Né à Paris en février 1975, ce diplômé du département production de la Fémis (dont il est issu en 2004) commence à travailler à ce poste chez Sunday Morning Productions, puis Blue Monday, avant de se tourner vers la réalisation.

Ses trois moyens métrages successifs font forte impression dans la seconde moitié des années 2000 : Charell, libre adaptation d’un livre de Patrick Modiano, est présenté à la Semaine de la critique en 2006, puis à Clermont-Ferrand et Angers au début de l’année suivante. Il remporte aussi le Lutin du court métrage 2007, tandis que Primrose Hill (2007), en plus du Prix de la presse obtenu au Festival Côté court de Pantin, permet à sa comédienne Stéphanie Daub-Laurent de remporter le Prix Adami d’interprétation féminine à Clermont-Ferrand.

En 2009, Montparnasse est pour sa part montré à la Quinzaine des réalisateurs, à Cannes, avant de se voir distingué du Prix Jean-Vigo du court métrage.

Si un premier long métrage, Memory Lane, est finalisé dans la foulée, le réalisateur prend alors tout le temps de mener à bien le suivant : Ce sentiment de l’été, interprété par l’acteur norvégien Anders Danielsen Lie et distribué dans les salles hexagonales en février 2016.

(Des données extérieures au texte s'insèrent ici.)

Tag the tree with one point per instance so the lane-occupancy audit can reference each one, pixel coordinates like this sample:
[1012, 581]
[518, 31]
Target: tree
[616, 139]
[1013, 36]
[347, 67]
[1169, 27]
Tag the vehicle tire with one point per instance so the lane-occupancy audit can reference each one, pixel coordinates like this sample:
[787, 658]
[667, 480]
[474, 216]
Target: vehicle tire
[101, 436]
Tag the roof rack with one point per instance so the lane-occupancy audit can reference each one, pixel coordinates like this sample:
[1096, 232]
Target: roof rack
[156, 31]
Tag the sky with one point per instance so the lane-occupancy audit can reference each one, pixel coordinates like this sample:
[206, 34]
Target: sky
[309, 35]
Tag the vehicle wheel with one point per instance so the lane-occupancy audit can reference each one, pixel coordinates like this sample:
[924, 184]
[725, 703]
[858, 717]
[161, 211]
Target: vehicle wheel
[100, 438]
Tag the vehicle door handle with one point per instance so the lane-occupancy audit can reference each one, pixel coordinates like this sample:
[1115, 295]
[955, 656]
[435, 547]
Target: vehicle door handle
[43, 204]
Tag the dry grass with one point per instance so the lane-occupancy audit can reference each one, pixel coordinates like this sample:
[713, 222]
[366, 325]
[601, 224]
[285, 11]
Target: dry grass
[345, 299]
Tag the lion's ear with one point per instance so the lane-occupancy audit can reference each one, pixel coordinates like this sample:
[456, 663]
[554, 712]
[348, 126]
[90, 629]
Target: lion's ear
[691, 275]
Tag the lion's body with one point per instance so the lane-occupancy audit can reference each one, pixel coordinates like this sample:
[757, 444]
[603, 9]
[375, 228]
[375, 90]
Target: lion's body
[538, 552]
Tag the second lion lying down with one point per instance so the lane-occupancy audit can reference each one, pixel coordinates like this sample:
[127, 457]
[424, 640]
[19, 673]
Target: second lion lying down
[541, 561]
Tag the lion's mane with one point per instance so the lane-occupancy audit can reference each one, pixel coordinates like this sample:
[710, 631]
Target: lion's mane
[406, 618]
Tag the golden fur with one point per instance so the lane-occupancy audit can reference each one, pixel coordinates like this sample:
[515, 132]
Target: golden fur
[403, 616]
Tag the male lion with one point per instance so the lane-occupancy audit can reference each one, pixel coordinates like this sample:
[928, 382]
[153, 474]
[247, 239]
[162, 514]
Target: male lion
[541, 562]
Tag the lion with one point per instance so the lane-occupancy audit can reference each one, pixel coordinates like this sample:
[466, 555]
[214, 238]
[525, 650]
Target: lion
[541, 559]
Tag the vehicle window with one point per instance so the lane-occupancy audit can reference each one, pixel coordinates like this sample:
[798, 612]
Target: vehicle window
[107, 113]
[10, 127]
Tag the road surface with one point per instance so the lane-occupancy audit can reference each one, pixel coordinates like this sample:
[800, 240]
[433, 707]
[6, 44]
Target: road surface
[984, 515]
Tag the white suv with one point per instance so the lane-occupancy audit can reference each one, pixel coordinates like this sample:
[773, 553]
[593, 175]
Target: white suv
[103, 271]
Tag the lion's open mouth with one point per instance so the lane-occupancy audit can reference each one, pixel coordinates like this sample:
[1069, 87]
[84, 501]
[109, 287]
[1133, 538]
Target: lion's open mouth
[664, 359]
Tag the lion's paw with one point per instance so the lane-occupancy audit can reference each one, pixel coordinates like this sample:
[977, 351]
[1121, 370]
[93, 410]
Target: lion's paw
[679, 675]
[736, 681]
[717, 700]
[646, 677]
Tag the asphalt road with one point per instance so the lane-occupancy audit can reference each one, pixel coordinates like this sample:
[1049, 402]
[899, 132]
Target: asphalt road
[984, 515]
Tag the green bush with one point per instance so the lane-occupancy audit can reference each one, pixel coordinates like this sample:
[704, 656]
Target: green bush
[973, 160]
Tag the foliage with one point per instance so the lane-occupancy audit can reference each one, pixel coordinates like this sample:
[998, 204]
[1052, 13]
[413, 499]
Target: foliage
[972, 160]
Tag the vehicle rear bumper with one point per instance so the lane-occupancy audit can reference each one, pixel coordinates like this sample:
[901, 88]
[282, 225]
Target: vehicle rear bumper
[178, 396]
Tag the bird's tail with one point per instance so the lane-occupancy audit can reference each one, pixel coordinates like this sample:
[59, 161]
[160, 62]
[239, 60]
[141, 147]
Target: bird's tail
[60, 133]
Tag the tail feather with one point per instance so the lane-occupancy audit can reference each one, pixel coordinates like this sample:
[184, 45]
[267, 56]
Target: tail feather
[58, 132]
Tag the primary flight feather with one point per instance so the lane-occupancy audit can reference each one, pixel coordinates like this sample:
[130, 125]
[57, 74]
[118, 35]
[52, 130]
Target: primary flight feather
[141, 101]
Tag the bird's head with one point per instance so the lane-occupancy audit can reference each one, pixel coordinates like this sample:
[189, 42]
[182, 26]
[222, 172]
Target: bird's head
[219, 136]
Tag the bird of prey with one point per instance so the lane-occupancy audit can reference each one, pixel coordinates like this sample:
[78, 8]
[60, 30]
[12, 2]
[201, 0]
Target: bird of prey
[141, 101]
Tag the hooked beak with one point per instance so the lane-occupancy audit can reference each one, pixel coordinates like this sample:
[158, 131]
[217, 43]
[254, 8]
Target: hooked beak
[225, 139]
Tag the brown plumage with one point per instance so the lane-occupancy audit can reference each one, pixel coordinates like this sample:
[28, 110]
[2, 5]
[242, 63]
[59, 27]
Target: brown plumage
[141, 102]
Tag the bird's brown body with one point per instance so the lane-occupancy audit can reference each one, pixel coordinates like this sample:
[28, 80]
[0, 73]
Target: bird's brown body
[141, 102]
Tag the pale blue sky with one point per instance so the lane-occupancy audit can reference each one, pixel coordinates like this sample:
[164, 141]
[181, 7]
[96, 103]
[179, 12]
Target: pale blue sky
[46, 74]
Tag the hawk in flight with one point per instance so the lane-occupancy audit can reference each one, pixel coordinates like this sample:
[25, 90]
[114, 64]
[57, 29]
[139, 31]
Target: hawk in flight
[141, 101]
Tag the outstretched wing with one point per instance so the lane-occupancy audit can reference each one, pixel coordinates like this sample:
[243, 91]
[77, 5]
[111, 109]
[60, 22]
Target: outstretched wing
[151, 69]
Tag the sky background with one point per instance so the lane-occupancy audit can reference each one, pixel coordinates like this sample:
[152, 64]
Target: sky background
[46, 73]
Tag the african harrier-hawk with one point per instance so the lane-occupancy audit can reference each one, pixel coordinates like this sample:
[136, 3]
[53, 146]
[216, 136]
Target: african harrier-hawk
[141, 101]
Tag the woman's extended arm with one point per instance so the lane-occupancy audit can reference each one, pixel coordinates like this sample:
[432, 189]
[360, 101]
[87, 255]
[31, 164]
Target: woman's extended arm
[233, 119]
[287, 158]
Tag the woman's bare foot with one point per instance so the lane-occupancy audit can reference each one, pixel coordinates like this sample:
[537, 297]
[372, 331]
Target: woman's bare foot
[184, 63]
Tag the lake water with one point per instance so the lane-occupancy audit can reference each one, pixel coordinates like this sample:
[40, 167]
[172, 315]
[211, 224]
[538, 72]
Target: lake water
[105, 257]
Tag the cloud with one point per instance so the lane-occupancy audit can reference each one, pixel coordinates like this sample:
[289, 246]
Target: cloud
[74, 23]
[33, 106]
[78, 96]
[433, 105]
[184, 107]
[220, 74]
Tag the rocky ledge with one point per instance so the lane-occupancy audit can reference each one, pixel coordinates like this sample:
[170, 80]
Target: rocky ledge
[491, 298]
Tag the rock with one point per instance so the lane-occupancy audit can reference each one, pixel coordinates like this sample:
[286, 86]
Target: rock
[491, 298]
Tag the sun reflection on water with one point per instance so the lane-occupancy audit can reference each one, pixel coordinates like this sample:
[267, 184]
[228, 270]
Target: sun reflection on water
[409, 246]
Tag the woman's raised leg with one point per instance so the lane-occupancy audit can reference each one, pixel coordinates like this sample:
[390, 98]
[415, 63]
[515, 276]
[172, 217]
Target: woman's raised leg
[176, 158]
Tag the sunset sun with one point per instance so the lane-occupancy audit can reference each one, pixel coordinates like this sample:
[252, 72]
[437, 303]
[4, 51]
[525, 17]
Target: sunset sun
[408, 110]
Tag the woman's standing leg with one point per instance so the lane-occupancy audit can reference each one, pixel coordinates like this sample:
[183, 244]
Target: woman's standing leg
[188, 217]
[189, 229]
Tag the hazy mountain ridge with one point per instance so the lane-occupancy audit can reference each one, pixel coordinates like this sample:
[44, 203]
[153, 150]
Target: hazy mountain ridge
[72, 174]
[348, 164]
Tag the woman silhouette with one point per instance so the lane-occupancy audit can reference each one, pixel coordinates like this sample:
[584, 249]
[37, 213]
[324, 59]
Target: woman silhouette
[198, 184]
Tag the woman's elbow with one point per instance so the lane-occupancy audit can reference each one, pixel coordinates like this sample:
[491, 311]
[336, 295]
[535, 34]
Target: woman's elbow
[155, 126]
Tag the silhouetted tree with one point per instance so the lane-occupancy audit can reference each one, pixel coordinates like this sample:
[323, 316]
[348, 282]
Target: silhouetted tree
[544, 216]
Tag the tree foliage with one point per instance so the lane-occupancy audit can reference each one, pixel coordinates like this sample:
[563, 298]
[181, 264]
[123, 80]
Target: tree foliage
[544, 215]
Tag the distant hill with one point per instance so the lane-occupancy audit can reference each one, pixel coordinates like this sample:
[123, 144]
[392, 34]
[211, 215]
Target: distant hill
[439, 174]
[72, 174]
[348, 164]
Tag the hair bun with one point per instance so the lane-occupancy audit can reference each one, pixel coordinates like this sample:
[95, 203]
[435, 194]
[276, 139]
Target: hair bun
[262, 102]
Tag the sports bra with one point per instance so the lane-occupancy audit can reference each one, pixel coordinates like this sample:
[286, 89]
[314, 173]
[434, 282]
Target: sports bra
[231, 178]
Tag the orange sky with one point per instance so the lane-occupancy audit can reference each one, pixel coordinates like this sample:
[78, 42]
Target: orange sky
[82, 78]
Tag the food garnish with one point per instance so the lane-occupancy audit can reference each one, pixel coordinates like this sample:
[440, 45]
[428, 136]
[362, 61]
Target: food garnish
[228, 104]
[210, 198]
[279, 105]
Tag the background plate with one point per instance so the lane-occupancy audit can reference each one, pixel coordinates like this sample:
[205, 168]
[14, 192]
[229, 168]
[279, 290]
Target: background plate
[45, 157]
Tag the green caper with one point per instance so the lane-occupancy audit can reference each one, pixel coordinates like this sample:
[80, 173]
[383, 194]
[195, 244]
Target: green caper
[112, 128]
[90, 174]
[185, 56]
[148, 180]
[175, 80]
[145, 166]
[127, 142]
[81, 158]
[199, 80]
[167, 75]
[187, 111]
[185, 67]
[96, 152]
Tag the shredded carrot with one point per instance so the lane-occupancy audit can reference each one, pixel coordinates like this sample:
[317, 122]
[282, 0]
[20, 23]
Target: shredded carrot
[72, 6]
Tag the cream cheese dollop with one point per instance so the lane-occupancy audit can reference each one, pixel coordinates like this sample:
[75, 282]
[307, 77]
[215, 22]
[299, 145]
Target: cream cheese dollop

En 2018, il enchaîne avec Amanda, sur lequel plane l'ombre des attentats du 13 novembre 2015 et où l'on peut retrouver notamment Vincent Lacoste

Son dernier long métrage, Les passagers de la nuit, avec Charlotte Gainsbourg, Emmanuelle Béart et les jeunes Quito Rayon Richter et Noée Abita, est présenté au Festival de Berlin et sort en salles le 4 mai 2022.

Critique

On connaît peu d'autre début de carrière aussi cohérent que celui de Mikhaël Hers : en arpentant Primrose Hill, qui succède à Charell, libre adaptation d'un livre de Patrick Modiano (voir Bref 76 et le DVD# 4 de la “Petite collection” de Bref), on pense à nouveau avec évidence à l'univers de l'écrivain. Formellement d'abord, tant la démarche de représentation des paysages (en plans larges, souvent) est génératrice de la mélancolie déjà prégnante dans Charell. D'un point de vue narratif ensuite, la construction rapproche le cinéaste du romancier, à travers une voix off ressuscitant un passé embrumé par la fuite du temps, le télescopage d'images contemporaines favorisant pleinement la réminiscence. Cette voix étant celle d'une disparue, l'atmosphère se nimbe d'une résonance fantomatique sensiblement plus grave : Sylvia s'adresse au petit groupe, jadis inséparable, réunissant son frère cadet Stéphane, Xavier, Sonia et Joëlle. Au cours d'un séjour à Londres, les jeunes gens avaient déambulé sur les flancs de la colline de Primrose, puis Sylvia s'était effacée, sans prévenir ­­— est-elle du reste encore vivante ? Nul ne sait vraiment, chacun se borne à s'en persuader.

Le temps a glissé, la bande s'est éparpillée et les retrouvailles des anciens amis se déroulent sous un froid soleil d'hiver, en cette unique journée qu'épouse le film de Mikhaël Hers. Le passé hante naturellement les conversations, au fil d'une balade similaire à celle de Primrose Hill, dans le paysage de leur jeunesse, une banlieue résidentielle vallonnée du sud-ouest de Paris, non loin de ces “boulevards de ceinture” chers à Modiano… Des noms, d'ailleurs, remontent du passé, charriant leur flot de sentiments enfouis et de désirs estompés. Et, au bout du jour, la discrète Joëlle, devenue enseignante en Lettres, part bravement à la recherche du temps perdu en prenant l'initiative pour inviter Stéphane à faire l’amour avec elle. Cette scène de lit, filmée in externo en plan fixe, est l’une des plus belles qu’il nous ait été donné de voir dans le cinéma français depuis longtemps (depuis toujours ?), avec une simplicité presque irréelle dans sa justesse même. Primrose Hill ne se veut pas le portrait d’une génération désorientée, mais ses personnages, qui appréhendent la vie d’adulte sous le baume d’un romantisme pop-rock imprégné d’un fantasme culturel anglo-saxon, nous apparaissent terriblement attachants. Et ce, même si tout ceci ne devait être qu’un rêve.

Christophe Chauville

Article paru dans Bref n° 79, 2007.

Réalisation et scénario : Mikhaël Hers. Image : Sébastien Buchmann. Montage : Isabelle Manquillet. Son : Nicolas Waschkowski et Benjamin Viau. Musique : Martin Newell et Matt Tedstone. Interprétation : Hubert Benhamdine, Stéphanie Daub-Laurent, Thibault Vinçon, Jeanne Candel, Mila Dekker, Alain Libolt et Mona Heftre. Production : Les Films de la Grande Ourse.